You Get What You Pay For

  • by January 31, 2012

The trades have recently reported that the cost of a 30-second spot for this year’s big game as $3.5 million.  Big-name advertisers, including many auto companies, all have secured time. It’s become almost a must-buy. Why?  Because it will be the biggest television event of the year.  The ratings will be enormous, and the country will be talking about the commercials for a week after the game.  The notoriety and brand awareness that clients generate is worth the price.

Sports, in general, are priced above most other forms of programming, as big ratings and large target audiences offer a great way to get rating points.  Clients and agencies have valued the various leagues, games, etc. and segmented them out so they can price them accordingly.  For example, NFL games are more expensive than NHL games.  Major conference Division I games are more expensive on a national basis than Division II leagues and so on.

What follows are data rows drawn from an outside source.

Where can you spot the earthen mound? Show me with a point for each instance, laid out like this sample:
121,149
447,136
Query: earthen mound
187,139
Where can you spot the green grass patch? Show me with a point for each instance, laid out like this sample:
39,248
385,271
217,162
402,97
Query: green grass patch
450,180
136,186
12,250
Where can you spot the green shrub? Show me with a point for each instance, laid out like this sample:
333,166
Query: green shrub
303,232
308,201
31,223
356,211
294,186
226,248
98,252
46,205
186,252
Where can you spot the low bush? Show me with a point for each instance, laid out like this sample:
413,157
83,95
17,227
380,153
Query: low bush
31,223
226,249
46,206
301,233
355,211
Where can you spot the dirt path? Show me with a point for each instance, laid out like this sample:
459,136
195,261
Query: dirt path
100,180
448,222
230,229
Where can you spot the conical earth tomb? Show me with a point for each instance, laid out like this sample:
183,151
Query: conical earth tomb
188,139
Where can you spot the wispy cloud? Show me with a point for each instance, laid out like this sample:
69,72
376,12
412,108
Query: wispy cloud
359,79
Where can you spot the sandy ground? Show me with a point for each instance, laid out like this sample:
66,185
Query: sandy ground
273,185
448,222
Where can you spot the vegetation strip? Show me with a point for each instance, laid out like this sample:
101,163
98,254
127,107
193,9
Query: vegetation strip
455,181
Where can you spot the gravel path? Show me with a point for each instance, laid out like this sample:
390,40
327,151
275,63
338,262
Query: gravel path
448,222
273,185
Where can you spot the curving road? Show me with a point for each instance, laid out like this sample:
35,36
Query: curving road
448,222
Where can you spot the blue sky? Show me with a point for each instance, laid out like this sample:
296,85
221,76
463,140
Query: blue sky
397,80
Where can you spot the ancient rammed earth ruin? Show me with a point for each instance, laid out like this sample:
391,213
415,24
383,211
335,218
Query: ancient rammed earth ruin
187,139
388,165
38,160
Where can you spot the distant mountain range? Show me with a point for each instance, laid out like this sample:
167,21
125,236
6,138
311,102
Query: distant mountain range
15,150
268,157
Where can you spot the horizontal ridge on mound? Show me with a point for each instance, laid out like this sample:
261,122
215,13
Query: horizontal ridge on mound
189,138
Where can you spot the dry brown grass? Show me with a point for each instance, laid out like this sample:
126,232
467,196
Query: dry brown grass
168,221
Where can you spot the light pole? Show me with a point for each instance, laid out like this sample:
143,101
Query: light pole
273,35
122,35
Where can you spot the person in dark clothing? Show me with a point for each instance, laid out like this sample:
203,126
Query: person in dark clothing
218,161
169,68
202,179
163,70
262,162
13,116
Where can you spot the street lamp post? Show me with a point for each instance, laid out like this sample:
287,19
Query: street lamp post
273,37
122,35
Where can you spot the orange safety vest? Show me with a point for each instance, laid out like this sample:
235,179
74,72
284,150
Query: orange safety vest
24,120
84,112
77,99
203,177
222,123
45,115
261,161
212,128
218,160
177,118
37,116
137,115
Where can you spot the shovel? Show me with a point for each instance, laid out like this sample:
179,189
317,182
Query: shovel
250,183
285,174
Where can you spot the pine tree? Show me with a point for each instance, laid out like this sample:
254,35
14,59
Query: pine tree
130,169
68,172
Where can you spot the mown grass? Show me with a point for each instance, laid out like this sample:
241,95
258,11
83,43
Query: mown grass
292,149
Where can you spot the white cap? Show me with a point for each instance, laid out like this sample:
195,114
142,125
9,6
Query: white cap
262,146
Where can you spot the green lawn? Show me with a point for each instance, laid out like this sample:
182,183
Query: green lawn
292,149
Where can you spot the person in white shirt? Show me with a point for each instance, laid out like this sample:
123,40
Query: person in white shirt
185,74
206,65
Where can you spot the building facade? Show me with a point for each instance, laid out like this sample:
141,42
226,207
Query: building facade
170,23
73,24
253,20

So when will the next biggest video medium follow suit?  When will clients and agencies begin to segment out digital video? 

Premium content should be priced at one level, and the long tail of video should be priced at a lower level.  The difference, though, is that in television, clients know what they’re getting.  Unfortunately, in the digital video space, if you’re going to buy video at less than $8, you’re going to get what you pay for -- in banner video, auto play, below the fold, with numerous players on the page of a website you’ve never heard of and wouldn’t have considered in the first place.

I spoke to a senior vice president and group media director who has been buying digital video as a daypart for a Fortune 500 account for the past year.  She said that she knows it’s impossible to be getting quality inventory with the CPMs she’s been buying, and she’s beginning to segment out her buys the way she does on television.

Digital video will continue to try to be modeled this way.  One such example is Domino’s pizza. The company runs television commercials during the early fringe daypart because it knows that’s a strategic time of the day when people are deciding what they’re having for dinner. 

Shouldn’t Domino’s be able to buy digital video the same way?  Will we eventually see pricing for video broken out by daypart the same way as television?  It only makes sense that we would, but the fact remains that this is still not the case today. 

When will more agencies and clients follow suit?  When will they all begin to segment and daypart digital video? 

After all, you truly do get what you pay for.